Page 4 of 12

Study Design

Exposure assessments can be applied in many different contexts meaning the objectives can be very different from one study to the next. In occupational and environmental epidemiology, investigators are often attempting to examine the relationship between an exposure and a health outcome of interest. Examples of common study designs used in occupational and environmental epidemiology include case-control, cohort, cross-sectional, and time series.

For more information on epidemiological study designs, review the following modules:

When designing a study to estimate exposure, it is important to take into consideration the following questions:

What is the exposure being measured and how does it relate to the proposed causal agent?
What methods will be used to determine exposure (i.e. what does it mean to be "exposed"?)?
How many samples (i.e. sample size) should be taken to be able to detect an association?
Who is the exposed population and how might vulnerable sub-population be affected differently?
When and for how long (duration and frequency) will exposure data be captured?
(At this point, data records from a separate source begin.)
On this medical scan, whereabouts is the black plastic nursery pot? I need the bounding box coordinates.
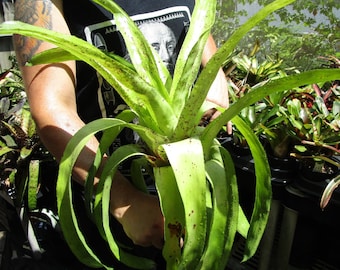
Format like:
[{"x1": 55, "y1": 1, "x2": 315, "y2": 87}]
[{"x1": 223, "y1": 138, "x2": 340, "y2": 270}]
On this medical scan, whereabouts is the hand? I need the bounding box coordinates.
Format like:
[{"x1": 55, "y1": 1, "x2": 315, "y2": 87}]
[{"x1": 111, "y1": 177, "x2": 164, "y2": 249}]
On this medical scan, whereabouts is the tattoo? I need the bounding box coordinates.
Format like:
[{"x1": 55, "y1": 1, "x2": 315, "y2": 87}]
[{"x1": 14, "y1": 0, "x2": 53, "y2": 65}]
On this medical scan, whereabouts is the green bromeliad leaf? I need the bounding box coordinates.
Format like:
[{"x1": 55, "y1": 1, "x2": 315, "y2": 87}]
[
  {"x1": 162, "y1": 138, "x2": 207, "y2": 269},
  {"x1": 233, "y1": 116, "x2": 272, "y2": 261}
]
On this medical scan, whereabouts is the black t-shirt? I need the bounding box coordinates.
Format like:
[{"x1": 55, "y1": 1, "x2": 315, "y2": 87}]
[{"x1": 64, "y1": 0, "x2": 195, "y2": 123}]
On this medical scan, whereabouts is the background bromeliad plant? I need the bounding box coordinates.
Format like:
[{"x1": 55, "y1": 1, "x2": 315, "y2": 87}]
[
  {"x1": 0, "y1": 0, "x2": 340, "y2": 269},
  {"x1": 0, "y1": 58, "x2": 51, "y2": 210}
]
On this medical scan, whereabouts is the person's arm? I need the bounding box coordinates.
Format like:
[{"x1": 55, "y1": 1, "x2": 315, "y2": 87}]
[{"x1": 14, "y1": 0, "x2": 164, "y2": 248}]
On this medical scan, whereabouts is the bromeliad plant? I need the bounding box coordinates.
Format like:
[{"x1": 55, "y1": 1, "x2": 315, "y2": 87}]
[
  {"x1": 0, "y1": 62, "x2": 50, "y2": 210},
  {"x1": 0, "y1": 0, "x2": 339, "y2": 269}
]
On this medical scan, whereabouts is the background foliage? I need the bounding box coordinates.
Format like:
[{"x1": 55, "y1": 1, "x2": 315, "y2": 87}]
[{"x1": 214, "y1": 0, "x2": 340, "y2": 71}]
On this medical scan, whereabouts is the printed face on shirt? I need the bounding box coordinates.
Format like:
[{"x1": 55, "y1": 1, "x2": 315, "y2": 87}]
[{"x1": 139, "y1": 22, "x2": 177, "y2": 74}]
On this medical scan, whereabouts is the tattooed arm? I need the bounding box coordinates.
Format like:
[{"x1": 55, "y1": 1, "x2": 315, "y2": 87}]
[{"x1": 14, "y1": 0, "x2": 164, "y2": 247}]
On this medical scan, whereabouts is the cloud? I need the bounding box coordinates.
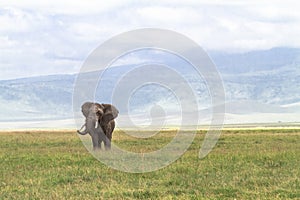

What? - Causal Agent or Surrogate

It is important to distinguish between what the actual agent of concern is and what is being measured in the study. At times it may be difficult or impossible to measure exposure to the actual agent. In such cases, exposure to a surrogate is estimated. The surrogate being used to measure exposure should closely correlate with the actual causal agent. Another important consideration when using surrogates is identifying where they belong on the exposure-response pathway.

While investigators can measure exposure at the source or in the media, such measurements may not accurately reflect actual exposure due to factors such as the environmental fate and transport of a given agent. Biomarkers are an example of a surrogate that is more indicative of the absorbed dose of a given agent as opposed to the actual exposure for an individual or population. Factors such as absorption, distribution, metabolism, and excretion will affect how much of the exposed agent is bioavailable.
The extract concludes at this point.